More than 140 million Indonesian lower-and middle-income workers live paycheck to paycheck and struggle with unexpected financial expenses every month1. Managing cashflow is the most pressing everyday issue for lower- and middle-income workers. With little to no savings and limited access to conventional financial services, many people are often forced to turn to loan sharks for emergency funds. Given predatory interest fees and limited financial literacy, many borrowers cannot repay their loans on time, leading to escalating amounts and a cycle of debt.
The inability to react to unexpected expenditures leads people to borrow money at very high interest rates. The problem is even more acute in the region of Java due to climate change-related disruptions. Beyond Indonesia, other developing markets such as Bangladesh and Vietnam also experience similar issues.
Earned wage access provides employees with financial stability in times of uncertainty. It is a crucial factor in creating long-term resilience.
Wagely provides instant access to short-term financing at a substantially lower cost than existing alternatives, the ability to track earned wage in real-time and access to financial literacy training. Employers also benefit from increased employee productivity and higher retention rates. It also provides an emergency funding option for workers who live in climate vulnerable areas, which frequently experiences flooding and other climate-related shocks.

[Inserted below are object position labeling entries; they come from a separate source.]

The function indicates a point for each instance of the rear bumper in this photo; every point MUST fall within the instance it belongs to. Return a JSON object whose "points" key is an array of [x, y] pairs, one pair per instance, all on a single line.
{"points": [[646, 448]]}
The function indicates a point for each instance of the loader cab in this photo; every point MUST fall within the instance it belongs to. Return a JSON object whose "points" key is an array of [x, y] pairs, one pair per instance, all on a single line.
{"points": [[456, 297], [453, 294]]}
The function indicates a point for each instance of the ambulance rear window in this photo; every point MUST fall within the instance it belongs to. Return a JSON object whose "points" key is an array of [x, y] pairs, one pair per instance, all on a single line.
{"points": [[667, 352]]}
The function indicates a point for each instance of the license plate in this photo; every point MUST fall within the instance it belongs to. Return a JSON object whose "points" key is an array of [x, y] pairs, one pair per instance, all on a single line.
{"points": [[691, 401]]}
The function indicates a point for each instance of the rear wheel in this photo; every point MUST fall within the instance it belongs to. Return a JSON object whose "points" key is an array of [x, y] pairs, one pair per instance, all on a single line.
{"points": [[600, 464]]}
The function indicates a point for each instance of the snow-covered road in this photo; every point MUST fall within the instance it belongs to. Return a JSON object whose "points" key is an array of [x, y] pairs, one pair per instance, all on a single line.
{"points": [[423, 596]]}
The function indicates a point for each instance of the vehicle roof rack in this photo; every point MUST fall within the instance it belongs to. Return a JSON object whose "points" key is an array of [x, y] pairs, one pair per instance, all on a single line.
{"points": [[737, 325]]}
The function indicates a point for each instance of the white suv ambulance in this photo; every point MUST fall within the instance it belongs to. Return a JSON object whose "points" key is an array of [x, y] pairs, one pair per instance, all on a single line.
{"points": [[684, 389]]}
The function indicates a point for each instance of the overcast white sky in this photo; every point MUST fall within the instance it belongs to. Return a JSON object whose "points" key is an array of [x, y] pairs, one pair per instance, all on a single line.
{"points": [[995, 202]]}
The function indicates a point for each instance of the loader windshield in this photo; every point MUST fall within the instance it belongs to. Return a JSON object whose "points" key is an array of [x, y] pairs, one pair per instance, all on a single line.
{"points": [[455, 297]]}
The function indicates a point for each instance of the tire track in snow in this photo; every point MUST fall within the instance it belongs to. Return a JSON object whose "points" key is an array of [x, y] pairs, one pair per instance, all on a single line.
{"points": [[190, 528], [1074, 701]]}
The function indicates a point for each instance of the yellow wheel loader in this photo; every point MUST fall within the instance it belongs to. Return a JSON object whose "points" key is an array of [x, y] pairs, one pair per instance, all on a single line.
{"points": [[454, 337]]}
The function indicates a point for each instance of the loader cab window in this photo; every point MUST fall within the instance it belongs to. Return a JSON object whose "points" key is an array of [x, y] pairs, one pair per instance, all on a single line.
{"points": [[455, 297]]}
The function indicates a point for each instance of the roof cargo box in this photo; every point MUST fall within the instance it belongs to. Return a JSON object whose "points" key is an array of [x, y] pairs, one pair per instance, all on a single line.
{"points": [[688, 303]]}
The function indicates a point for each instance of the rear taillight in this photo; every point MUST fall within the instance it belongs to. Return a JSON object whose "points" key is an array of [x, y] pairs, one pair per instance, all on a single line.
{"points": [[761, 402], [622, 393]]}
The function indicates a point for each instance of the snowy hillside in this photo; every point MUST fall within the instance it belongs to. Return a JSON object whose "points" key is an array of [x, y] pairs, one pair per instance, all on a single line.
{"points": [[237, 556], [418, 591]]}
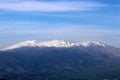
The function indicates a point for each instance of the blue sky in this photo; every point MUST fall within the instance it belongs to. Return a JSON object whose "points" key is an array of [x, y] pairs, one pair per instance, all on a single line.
{"points": [[74, 20]]}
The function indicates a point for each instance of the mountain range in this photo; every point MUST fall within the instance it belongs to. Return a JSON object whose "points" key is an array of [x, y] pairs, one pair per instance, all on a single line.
{"points": [[60, 60]]}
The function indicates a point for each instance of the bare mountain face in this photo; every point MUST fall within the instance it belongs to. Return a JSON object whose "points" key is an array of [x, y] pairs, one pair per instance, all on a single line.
{"points": [[58, 59]]}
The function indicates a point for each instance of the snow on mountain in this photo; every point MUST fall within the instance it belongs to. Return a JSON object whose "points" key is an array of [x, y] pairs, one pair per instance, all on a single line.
{"points": [[54, 43]]}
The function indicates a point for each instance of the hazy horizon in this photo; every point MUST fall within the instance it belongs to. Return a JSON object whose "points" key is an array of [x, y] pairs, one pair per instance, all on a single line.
{"points": [[44, 20]]}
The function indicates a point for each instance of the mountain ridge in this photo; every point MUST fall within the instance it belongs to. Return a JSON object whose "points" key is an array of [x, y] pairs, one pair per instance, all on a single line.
{"points": [[54, 43]]}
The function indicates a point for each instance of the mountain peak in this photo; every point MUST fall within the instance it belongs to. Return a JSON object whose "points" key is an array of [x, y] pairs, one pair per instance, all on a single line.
{"points": [[54, 43]]}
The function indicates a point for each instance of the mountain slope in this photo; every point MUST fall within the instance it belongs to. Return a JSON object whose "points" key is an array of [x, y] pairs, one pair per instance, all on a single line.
{"points": [[57, 60], [54, 43]]}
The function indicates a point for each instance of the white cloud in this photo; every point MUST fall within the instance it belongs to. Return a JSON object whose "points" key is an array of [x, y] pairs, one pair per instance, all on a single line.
{"points": [[47, 6]]}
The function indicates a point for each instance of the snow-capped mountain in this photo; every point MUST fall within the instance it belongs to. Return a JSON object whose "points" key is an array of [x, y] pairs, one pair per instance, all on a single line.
{"points": [[54, 43]]}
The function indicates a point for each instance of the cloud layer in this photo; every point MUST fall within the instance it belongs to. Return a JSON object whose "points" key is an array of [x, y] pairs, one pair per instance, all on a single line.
{"points": [[47, 6]]}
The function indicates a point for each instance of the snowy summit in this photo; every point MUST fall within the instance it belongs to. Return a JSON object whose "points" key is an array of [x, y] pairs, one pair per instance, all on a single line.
{"points": [[54, 43]]}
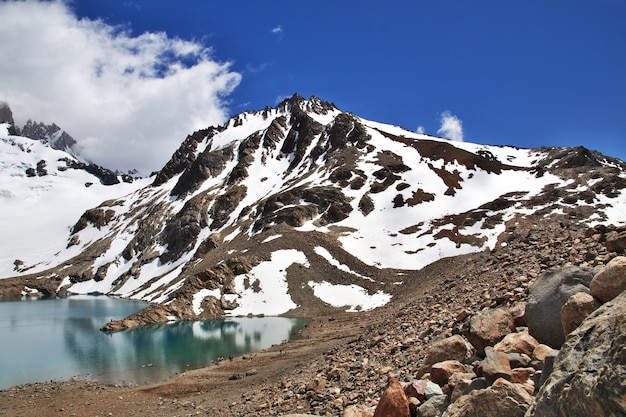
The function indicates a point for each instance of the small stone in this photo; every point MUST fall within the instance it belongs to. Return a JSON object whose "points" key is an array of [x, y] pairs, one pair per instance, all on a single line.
{"points": [[577, 308], [487, 327], [393, 402], [440, 372], [495, 365], [610, 281]]}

Through partnerships with employers, Wagely has designed a holistic platform that will help employees to overcome financial shortfalls between paychecks through on-demand access to earned wages, while offering financial literacy education to promote healthy saving habits and reduce vulnerabilities to economic and climate shocks.
Since its inception, Wagely has onboarded over 70 employers and has launched its operations in Bangladesh. Wagely aims to expand financial inclusion and increase the climate resilience of more than 400,000 low- to middle-income workers in the Jakarta Metropolitan Area by 2025.
Last March, Wagely secured a partnership with Impress Newtex Composite Textile Ltd (INCTL), a company under the Impress Group, a Bangladesh-based conglomerate, to incorporate Wagely’s financial wellness platform into INCTL’s benefits program, making it easier for 12,000 employees to access their salaries when they need it2.
Wagely is also working with Shadhin Fintech, a peer-to-peer and open funding platform, offering an equated monthly installment initiative through the Wagely platform, to enable workers in the ready-made garment industry to purchase smartphones, with the goal of closing the digital divide in the country and helping more underserved communities gain access to digital products and services3.
Through this investment, ADB Ventures hopes to help the company improve its technology stack and develop a holistic financial wellness platform for lower- and middle-income workers that includes other financial services, including savings and insurance.
The company initially focused on offering Indonesian workers access to their already earned, but unpaid wages. The platform has now expanded its fintech solutions in Bangladesh to cater for blue collar workers (usually focused on manual labor but can also include skilled or unskilled workers) in the textile sector. It already has a total of 45000 registered users on its platform.